1° Des actions de prévention des risques professionnels et de la pénibilité au travail ;

2° Des actions d’information et de formation ;

3° La mise en place d’une organisation et de moyens adaptés.

L’employeur veille à l’adaptation de ces mesures pour tenir compte du changement des circonstances et tendre à l’amélioration des situations existantes. »

Pour définir sa politique générale de prévention, l’employeur s’appuie sur la liste des principes généraux de prévention figurant à l’article L. 4121-2. Ces principes sous-tendent l’ensemble de la réglementation. Ils définissent une démarche globale qui s’applique à l’ensemble des risques. Il est donc utile de les garder à l’esprit pour faciliter la compréhension de l’ensemble des textes. Les décrets techniques, en effet, reprennent ce schéma général pour le décliner et l’adapter aux caractéristiques d’un risque spécifique.

2 Art. L. 4121-2

Éviter les risques

Il s’agit de supprimer les risques ou de les réduire en privilégiant dans tous les domaines les procédés, produits, équipements, etc., les moins dangereux.

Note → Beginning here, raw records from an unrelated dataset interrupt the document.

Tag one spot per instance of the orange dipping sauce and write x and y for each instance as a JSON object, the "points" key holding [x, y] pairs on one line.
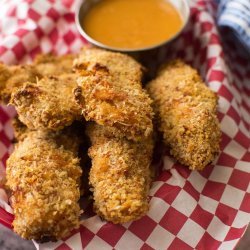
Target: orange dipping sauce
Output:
{"points": [[132, 24]]}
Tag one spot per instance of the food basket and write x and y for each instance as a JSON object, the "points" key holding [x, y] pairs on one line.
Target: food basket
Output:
{"points": [[188, 209]]}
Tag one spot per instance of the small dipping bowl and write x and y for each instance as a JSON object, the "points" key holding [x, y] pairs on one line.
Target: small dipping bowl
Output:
{"points": [[181, 6]]}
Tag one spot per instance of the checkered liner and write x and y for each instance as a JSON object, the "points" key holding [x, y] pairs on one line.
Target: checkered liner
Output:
{"points": [[201, 210]]}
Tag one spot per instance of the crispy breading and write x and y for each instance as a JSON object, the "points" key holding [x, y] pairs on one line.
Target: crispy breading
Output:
{"points": [[47, 104], [120, 175], [12, 77], [43, 174], [51, 65], [186, 114], [110, 93], [20, 129]]}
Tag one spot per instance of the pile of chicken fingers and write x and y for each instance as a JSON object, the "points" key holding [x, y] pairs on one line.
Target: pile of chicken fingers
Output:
{"points": [[97, 97]]}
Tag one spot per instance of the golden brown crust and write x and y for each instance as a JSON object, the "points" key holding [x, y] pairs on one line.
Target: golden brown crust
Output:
{"points": [[186, 114], [51, 65], [12, 77], [47, 104], [43, 176], [120, 175], [110, 93], [20, 129]]}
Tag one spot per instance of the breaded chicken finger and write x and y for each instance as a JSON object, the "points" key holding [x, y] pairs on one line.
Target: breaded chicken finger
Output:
{"points": [[120, 175], [186, 114], [110, 93], [43, 175], [12, 77], [47, 104]]}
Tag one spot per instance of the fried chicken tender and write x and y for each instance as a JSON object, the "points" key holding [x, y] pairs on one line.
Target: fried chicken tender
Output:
{"points": [[186, 114], [110, 93], [47, 104], [12, 77], [120, 175], [43, 174]]}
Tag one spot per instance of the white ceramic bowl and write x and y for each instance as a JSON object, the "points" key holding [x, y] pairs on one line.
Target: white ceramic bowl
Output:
{"points": [[182, 7]]}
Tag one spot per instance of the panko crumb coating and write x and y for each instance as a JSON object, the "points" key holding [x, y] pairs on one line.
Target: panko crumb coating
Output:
{"points": [[47, 104], [51, 65], [20, 130], [12, 77], [120, 175], [110, 93], [186, 114], [44, 177]]}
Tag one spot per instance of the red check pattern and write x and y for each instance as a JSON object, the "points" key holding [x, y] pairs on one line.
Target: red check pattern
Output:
{"points": [[201, 210]]}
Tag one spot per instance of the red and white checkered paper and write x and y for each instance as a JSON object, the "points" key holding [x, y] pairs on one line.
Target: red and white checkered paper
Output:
{"points": [[188, 209]]}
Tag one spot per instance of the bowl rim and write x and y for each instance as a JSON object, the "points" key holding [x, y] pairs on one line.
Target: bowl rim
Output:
{"points": [[104, 46]]}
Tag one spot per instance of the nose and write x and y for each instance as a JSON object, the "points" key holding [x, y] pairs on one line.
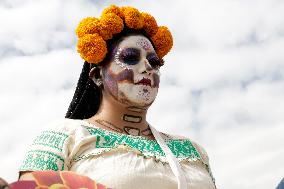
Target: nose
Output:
{"points": [[147, 68]]}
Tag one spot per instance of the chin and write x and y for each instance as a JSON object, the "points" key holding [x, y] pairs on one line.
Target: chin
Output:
{"points": [[137, 95]]}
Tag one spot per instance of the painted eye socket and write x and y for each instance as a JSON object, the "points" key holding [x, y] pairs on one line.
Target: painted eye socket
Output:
{"points": [[154, 60], [130, 56]]}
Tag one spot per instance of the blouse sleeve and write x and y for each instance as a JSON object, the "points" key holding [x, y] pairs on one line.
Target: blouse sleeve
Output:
{"points": [[205, 158], [50, 149]]}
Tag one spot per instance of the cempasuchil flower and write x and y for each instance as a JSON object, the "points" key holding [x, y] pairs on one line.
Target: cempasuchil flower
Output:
{"points": [[93, 32], [150, 24], [133, 18], [110, 24], [89, 25], [113, 9], [163, 41]]}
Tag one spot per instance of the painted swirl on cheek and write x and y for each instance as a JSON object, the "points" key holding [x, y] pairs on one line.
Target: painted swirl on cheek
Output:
{"points": [[126, 75], [156, 80], [110, 82]]}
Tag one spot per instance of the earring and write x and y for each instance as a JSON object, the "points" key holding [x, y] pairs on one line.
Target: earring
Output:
{"points": [[95, 75]]}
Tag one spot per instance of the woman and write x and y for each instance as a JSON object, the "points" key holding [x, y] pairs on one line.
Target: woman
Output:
{"points": [[105, 134]]}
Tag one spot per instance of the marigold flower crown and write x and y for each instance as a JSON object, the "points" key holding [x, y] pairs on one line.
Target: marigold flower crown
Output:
{"points": [[93, 32]]}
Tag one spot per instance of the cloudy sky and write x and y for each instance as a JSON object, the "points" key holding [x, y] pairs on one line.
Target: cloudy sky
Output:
{"points": [[222, 84]]}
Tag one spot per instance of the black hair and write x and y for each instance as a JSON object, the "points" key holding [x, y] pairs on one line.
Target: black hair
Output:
{"points": [[87, 97]]}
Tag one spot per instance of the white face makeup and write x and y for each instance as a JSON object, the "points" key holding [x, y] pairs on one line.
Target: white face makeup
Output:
{"points": [[133, 77]]}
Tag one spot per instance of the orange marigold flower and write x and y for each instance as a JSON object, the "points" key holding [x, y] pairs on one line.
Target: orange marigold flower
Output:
{"points": [[59, 186], [113, 9], [110, 24], [89, 25], [150, 24], [92, 48], [133, 18], [163, 41]]}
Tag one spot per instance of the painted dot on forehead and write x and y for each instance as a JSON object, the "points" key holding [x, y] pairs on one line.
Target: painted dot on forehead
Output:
{"points": [[143, 43]]}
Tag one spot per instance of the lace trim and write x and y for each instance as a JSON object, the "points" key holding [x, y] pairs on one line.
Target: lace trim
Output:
{"points": [[106, 140]]}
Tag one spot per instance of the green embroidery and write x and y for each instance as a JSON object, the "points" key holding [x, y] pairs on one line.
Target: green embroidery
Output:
{"points": [[42, 160], [52, 139], [107, 140]]}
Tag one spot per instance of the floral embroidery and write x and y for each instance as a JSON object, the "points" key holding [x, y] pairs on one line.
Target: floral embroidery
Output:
{"points": [[107, 140], [52, 139], [42, 160]]}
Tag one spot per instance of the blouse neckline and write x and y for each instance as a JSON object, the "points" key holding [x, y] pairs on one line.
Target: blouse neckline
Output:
{"points": [[88, 124]]}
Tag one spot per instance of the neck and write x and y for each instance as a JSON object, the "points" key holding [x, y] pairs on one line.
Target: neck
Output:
{"points": [[122, 118]]}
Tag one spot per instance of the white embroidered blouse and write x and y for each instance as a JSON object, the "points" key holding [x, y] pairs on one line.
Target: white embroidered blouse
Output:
{"points": [[117, 160]]}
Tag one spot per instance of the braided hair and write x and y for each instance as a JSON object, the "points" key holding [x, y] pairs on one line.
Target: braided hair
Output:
{"points": [[87, 97]]}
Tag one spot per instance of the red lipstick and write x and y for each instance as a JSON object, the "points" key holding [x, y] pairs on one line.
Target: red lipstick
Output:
{"points": [[144, 81]]}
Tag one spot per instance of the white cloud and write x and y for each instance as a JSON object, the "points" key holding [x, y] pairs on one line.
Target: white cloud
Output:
{"points": [[222, 83]]}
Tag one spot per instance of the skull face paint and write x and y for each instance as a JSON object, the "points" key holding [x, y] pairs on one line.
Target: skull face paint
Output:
{"points": [[132, 76]]}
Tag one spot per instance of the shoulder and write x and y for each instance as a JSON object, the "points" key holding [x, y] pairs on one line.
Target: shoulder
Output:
{"points": [[201, 151]]}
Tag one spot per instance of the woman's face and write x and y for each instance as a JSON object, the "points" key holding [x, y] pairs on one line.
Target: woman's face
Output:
{"points": [[132, 76]]}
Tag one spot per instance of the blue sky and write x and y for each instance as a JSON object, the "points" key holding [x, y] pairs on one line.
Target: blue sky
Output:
{"points": [[222, 84]]}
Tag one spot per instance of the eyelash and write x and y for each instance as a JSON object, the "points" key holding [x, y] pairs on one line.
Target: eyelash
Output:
{"points": [[154, 61], [132, 57]]}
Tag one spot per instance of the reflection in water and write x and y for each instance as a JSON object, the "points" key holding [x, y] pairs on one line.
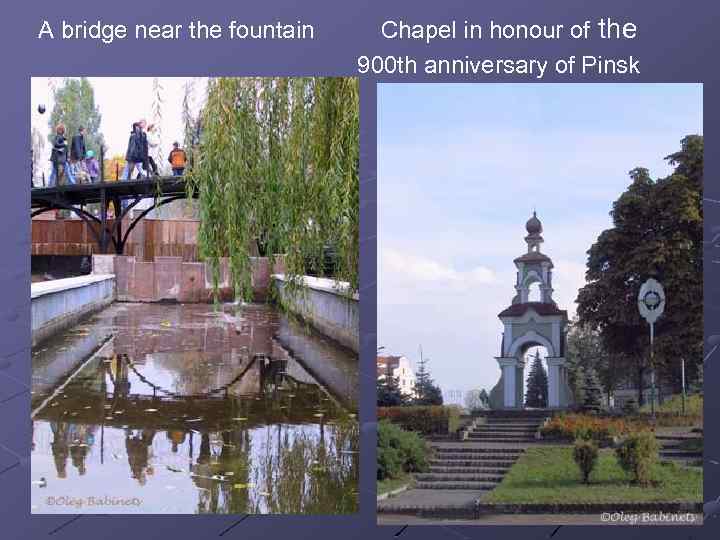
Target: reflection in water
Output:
{"points": [[188, 410]]}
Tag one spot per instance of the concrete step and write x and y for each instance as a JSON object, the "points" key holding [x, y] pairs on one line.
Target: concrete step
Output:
{"points": [[502, 437], [450, 469], [458, 477], [503, 432], [506, 440], [678, 437], [472, 463], [477, 486], [504, 427], [469, 449], [681, 454]]}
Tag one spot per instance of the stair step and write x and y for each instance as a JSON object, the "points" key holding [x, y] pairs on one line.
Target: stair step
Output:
{"points": [[458, 477], [474, 463], [476, 450], [504, 429], [470, 469], [475, 486], [685, 454], [502, 432]]}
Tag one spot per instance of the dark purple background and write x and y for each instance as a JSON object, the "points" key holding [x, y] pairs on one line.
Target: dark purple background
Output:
{"points": [[677, 43]]}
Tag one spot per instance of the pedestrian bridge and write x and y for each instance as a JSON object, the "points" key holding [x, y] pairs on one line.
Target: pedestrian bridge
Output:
{"points": [[124, 194]]}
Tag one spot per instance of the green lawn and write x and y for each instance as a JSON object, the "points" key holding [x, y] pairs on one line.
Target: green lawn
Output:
{"points": [[393, 483], [549, 475]]}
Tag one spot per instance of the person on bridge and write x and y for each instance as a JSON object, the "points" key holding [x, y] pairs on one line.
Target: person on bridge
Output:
{"points": [[153, 143], [58, 157], [92, 166], [134, 156], [177, 159], [77, 155]]}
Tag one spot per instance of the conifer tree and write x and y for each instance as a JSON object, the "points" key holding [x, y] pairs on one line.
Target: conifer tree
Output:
{"points": [[537, 385], [592, 391]]}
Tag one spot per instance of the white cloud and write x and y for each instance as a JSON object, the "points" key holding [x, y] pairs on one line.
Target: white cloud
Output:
{"points": [[423, 269]]}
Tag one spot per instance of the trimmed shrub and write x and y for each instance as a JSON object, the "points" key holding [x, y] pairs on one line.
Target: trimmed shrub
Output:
{"points": [[637, 455], [399, 451], [585, 455], [427, 419], [587, 427]]}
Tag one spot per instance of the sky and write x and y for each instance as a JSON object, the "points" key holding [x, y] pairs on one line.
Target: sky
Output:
{"points": [[461, 168], [122, 101]]}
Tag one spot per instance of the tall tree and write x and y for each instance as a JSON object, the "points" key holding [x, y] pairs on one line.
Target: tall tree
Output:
{"points": [[75, 107], [657, 232], [585, 348], [591, 390], [477, 399], [278, 165], [536, 393]]}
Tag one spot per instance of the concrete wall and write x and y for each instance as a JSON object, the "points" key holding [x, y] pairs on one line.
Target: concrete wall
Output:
{"points": [[169, 279], [325, 305], [149, 239], [61, 303]]}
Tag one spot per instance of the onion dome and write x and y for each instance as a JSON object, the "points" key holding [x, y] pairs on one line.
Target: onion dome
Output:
{"points": [[533, 225]]}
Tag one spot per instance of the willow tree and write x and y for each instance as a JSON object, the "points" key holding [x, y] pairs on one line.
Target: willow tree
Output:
{"points": [[277, 172]]}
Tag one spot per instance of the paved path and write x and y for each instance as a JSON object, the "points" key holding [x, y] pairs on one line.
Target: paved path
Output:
{"points": [[519, 519], [462, 472]]}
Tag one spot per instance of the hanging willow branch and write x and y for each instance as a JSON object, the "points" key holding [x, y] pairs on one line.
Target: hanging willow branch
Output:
{"points": [[278, 172]]}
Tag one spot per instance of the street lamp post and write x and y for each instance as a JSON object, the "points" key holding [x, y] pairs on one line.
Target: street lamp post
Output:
{"points": [[651, 304]]}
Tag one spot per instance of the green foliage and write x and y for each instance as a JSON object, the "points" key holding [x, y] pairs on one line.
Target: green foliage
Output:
{"points": [[278, 167], [399, 451], [426, 392], [536, 393], [585, 454], [591, 391], [657, 232], [428, 420], [586, 427], [630, 406], [673, 405], [548, 475], [585, 349], [75, 107], [637, 455]]}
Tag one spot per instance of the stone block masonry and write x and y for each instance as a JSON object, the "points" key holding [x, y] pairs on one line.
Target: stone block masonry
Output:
{"points": [[170, 279]]}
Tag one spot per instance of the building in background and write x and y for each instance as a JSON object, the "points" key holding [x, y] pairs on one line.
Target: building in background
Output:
{"points": [[401, 369]]}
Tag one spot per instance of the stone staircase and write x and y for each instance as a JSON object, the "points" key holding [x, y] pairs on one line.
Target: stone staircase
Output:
{"points": [[673, 447], [472, 468], [463, 471], [506, 429]]}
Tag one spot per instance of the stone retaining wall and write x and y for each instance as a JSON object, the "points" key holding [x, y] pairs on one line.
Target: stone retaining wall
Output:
{"points": [[325, 305], [169, 279], [61, 303]]}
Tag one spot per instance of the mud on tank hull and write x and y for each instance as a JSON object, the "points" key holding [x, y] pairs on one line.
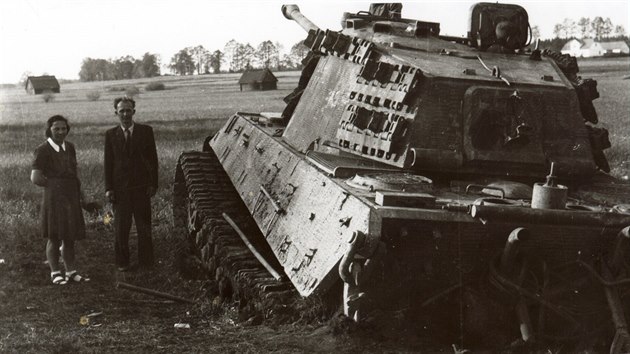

Évaluer ceux qui ne peuvent être évités

Lorsque certains risques ne peuvent être supprimés, l’employeur devra les évaluer et apprécier leur nature et leur importance.

Cette évaluation constitue une étape essentielle de la démarche de prévention car elle est indispensable pour déterminer les actions propres à assurer la sécurité et garantir la santé des travailleurs.

Combattre les risques à la source

La sécurité doit faire partie intégrante de la conception des machines, des modes opératoires, des lieux de travail. Il faut intervenir en amont du processus de travail. C’est le principe de la sécurité intégrée.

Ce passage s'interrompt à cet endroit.